Читатель не должен ожидать от меня в этом кратком очерке египетской религии подробного отдельного рассказа о каждом боге и его делах. Во-первых, повествование об этом имело бы мало отношения к жизни Египта, богословские подробности увели бы нас далеко за пределы нашей темы. Более того, точное описание египетского пантеона состояло бы почти только из одного списка ничего не говорящих нам наименований богов и храмов. Большинство египетских богов для нас – безжизненные, лишенные характера образы. У них есть имена, они имеют какое-либо прилагаемое к имени постоянное определение, например, «отец богов», «царь богов», «прекрасный лицом»; на изображениях они отличаются от людей особой одеждой[196] и особой бородой, а друг от друга – головами различных животных, венцами и атрибутами. Но это все, и тот, кто ожидает встречи с живыми существами, похожими на греческих богов, будет очень разочарован этими бессмысленными богами-куклами.
Но мы были бы очень несправедливы к египтянам, если бы думали, что в их представлении их божества были всего лишь тенями, какими они встают перед нами в надписях. Как и греки, египтяне позволяли своему воображению сплетать о богах всевозможные сказания и преобразовывали своих бесформенных великих духов-покровителей в существ, которые действуют и чувствуют подобно решительным людям. Существовала также целая система мифов, связанных с египетскими богами; и если мы сейчас знаем мало рассказов об этих божествах и должны довольствоваться только их именами и изображениями, то лишь потому, что тексты не донесли до нас этих мифов. В религиозных сочинениях постоянно возникают упоминания о мифологических событиях; Исида названа в них «госпожой болот», а Гор «мстителем за своего отца», или же упоминается «некий день, когда слова должны быть предложены в Гелиополе», но очень мало текстов, которые рассказывают нам что-нибудь еще обо всем этом.
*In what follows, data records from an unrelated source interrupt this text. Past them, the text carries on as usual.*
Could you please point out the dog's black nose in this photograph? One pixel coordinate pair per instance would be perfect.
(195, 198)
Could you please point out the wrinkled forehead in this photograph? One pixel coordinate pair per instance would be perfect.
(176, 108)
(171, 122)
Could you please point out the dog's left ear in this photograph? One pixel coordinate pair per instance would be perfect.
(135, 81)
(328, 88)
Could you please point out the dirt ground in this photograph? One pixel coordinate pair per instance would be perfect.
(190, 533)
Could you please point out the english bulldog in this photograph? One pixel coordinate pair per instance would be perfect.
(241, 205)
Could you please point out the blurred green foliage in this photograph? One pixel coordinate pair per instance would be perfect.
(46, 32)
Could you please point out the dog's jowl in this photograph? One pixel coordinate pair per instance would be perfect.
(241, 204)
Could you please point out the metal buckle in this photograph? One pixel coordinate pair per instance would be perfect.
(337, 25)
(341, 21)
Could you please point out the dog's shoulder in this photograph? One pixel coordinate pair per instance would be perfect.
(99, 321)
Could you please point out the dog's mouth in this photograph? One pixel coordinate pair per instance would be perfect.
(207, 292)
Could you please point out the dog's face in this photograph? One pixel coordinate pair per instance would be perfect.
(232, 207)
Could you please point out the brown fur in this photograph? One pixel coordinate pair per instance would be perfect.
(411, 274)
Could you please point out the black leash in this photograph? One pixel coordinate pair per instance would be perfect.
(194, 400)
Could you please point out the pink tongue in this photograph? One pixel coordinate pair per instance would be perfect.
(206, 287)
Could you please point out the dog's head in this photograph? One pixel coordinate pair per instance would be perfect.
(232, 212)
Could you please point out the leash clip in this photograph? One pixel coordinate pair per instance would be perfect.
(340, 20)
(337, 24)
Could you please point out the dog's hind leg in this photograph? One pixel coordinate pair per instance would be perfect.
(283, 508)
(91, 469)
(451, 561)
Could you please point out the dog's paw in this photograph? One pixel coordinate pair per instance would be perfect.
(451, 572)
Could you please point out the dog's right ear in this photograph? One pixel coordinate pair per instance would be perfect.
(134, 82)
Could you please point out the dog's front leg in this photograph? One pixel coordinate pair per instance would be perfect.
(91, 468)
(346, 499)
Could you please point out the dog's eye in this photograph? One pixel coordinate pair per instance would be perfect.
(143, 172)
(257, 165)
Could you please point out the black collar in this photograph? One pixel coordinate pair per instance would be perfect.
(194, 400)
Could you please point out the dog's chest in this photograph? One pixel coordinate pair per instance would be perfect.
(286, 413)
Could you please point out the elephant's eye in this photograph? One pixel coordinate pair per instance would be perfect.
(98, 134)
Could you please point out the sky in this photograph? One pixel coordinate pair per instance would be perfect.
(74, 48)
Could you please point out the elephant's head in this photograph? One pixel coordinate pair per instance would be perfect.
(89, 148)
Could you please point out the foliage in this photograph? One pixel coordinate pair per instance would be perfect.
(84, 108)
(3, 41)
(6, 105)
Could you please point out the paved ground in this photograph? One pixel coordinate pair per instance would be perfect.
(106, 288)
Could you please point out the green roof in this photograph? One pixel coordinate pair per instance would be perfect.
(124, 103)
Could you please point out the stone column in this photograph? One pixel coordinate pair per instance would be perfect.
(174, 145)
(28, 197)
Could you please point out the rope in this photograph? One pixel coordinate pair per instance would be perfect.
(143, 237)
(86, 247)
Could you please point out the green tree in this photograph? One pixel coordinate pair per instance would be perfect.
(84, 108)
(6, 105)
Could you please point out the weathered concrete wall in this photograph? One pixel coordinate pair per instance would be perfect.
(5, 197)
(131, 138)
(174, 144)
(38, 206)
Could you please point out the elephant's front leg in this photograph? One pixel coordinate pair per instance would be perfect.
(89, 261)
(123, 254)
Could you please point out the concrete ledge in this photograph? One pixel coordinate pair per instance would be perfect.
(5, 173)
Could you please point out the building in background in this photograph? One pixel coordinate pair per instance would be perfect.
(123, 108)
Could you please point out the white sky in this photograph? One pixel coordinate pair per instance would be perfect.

Бог Атум из Гелиополя (с головой человека и в двойной, Верхнего и Нижнего Египта, короне)
Бог Монту из Гермонтиса (с головой сокола, солнечным диском и перьями)
Бог Себек из Файюма (с головой крокодила, рогами, солнечным диском и перьями)
Очевидно, что составители этих религиозных текстов ограничивались одними намеками, поскольку соответствующие мифы были настолько известны, что достаточно было лишь сослаться на них. В более поздние времена для такой сдержанности были иные причины: старинные книги, в которых были записаны мифы, считались слишком святыми, чтобы держать их там, где их могли бы увидеть глаза непосвященных, – в часовнях при гробницах или в залах храмов; считалось, что даже боги совершают семь омовений перед тем, как читать слова этих священных книг[197]. В эту более позднюю эпоху представления на храмовых праздниках, изображавшие эти мифы в лицах, тоже считались великой тайной[198], и читатель Геродота запомнит, как добросовестно и старательно тот старается избежать рассказа о том, что узнал относительно мифологических причин странных обычаев, соблюдавшихся на таких празднествах.